Fig. 7: 3kDa filtration in high water content AMW extracts improves metabolite recovery and prevents unwanted protein-mediated effects.
From: A diverse proteome is present and enzymatically active in metabolite extracts

a Heatmap depicting relative abundance of murine liver metabolites across AMW20 ± Filter and AMW50 ± Filter extraction conditions. All significantly different metabolites are shown. Significance was calculated by One-way ANOVA (alpha=0.05, two-sided, F-stat) with Fisher posthoc testing using MetaboAnalyst 5.0, and row hierarchical clustering was performed using Morpheus (Broad; metric = 1 minus Pearson correlation; linkage method = average; cluster = rows). b Relative abundance of Cluster 2-related murine liver metabolites across AMW20 ± Filter and AMW50 ± Filter extraction conditions. Significance calculated by One-way Welch’s ANOVA (t-stat, two-sided) with a Dunnett’s T3 multiple comparisons (mean ± SD, n = 3 technical replicates per group). c Relative abundance of Cluster 3-related murine liver metabolites across AMW20 ± Filter and AMW50 ± Filter extraction conditions. Significance calculated by One-way Welch’s ANOVA (t-stat, two-sided) with a Dunnett’s T3 multiple comparisons (mean ± SD, n = 3 technical replicates per group). d Volcano plot of relative abundance of murine liver metabolites between AMW50 + F and AMW20. All metabolites are shown, metabolites are colored based on cluster and metabolite class, as defined in Fig. 1a.

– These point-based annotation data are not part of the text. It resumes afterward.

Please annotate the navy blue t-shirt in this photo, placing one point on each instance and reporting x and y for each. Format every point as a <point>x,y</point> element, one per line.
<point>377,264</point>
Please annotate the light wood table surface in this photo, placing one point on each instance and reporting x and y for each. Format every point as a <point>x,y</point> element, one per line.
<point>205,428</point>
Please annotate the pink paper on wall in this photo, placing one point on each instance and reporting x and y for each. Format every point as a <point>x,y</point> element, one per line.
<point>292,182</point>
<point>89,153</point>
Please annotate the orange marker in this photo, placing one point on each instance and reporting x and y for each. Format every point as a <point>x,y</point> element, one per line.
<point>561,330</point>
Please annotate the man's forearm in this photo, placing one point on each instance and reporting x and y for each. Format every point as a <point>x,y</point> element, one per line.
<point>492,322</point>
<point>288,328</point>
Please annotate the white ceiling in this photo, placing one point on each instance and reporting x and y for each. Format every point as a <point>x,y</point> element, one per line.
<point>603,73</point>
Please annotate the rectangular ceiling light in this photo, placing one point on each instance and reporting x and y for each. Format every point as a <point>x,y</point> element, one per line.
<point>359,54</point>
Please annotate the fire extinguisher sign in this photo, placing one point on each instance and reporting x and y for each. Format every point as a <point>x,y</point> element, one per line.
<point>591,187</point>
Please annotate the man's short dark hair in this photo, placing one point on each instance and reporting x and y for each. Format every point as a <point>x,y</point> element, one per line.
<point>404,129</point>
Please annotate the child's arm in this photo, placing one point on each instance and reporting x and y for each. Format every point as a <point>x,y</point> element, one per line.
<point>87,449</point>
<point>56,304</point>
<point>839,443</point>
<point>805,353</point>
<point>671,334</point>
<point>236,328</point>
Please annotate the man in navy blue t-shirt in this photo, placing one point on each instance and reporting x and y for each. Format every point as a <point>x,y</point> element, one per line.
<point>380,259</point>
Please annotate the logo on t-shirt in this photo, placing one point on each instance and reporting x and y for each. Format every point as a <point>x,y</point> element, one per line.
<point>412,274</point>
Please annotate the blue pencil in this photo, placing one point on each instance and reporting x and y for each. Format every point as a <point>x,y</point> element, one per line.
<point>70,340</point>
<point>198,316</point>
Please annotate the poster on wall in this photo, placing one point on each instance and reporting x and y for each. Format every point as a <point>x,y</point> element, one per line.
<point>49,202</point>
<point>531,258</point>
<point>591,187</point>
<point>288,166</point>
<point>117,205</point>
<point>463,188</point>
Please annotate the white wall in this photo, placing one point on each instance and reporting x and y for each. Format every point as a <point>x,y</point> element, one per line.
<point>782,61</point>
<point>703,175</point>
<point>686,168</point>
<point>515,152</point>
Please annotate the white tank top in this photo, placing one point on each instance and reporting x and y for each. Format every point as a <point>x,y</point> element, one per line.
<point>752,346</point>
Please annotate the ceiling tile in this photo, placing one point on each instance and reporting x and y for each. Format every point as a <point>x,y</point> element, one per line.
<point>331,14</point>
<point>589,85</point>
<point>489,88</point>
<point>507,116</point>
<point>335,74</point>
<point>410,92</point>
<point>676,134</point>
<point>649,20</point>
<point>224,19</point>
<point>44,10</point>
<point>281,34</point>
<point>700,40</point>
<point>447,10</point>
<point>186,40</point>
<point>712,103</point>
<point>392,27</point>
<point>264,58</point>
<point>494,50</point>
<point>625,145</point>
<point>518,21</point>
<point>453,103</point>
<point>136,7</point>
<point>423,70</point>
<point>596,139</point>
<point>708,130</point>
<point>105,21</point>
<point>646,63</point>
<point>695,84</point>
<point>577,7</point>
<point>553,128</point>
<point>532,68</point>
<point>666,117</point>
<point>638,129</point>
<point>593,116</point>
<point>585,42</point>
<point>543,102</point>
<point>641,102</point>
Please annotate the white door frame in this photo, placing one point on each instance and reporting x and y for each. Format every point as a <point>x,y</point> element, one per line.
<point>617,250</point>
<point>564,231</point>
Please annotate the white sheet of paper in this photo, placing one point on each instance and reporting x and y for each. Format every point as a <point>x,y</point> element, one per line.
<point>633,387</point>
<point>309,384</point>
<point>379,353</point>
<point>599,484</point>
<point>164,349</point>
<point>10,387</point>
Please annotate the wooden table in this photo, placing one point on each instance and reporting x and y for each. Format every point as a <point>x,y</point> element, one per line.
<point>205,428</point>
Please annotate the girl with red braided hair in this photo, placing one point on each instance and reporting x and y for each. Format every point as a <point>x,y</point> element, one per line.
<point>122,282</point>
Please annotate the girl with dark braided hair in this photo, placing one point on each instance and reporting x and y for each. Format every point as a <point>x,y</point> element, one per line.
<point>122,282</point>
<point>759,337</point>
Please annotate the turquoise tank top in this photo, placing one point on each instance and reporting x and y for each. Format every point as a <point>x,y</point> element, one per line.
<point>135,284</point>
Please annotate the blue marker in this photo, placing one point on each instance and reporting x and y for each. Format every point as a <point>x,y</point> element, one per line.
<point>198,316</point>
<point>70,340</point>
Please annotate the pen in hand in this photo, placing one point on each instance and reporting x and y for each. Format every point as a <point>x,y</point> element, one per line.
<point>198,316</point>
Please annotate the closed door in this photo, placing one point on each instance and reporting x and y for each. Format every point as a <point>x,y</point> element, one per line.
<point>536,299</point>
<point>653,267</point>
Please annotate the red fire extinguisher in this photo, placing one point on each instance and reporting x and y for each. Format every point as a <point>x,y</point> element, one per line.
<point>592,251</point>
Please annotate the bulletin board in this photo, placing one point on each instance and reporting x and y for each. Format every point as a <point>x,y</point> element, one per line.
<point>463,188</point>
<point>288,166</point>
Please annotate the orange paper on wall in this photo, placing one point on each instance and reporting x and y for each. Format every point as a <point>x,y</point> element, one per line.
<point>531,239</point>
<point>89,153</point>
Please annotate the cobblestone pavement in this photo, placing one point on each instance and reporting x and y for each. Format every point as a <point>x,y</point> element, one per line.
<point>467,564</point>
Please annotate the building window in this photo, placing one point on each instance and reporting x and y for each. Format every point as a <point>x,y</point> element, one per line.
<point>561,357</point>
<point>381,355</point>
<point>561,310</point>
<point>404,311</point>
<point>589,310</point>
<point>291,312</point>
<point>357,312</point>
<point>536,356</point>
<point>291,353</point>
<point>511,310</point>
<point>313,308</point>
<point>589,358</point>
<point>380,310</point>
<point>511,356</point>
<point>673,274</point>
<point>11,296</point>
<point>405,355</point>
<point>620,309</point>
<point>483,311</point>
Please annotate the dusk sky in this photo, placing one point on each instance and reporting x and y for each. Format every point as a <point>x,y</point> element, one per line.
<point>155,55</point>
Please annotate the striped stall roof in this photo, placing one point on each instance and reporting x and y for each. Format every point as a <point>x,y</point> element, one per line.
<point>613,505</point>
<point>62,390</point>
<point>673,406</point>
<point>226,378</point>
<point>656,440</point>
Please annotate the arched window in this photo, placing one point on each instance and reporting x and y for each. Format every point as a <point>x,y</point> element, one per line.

Significance was calculated by t-test with FDR correction (two-tailed, parametric, cutoff = 0.05) using MetaboAnalyst 6.0 (n = 3 technical replicates per group). e Volcano plot of relative abundance of murine liver metabolites between AMW50 + F and AMW50. All metabolites are shown, metabolites are colored based on cluster and metabolite class. Significance was calculated by t-test with FDR correction (two-tailed, parametric, cutoff = 0.05) using MetaboAnalyst 6.0 (n = 3 technical replicates per group).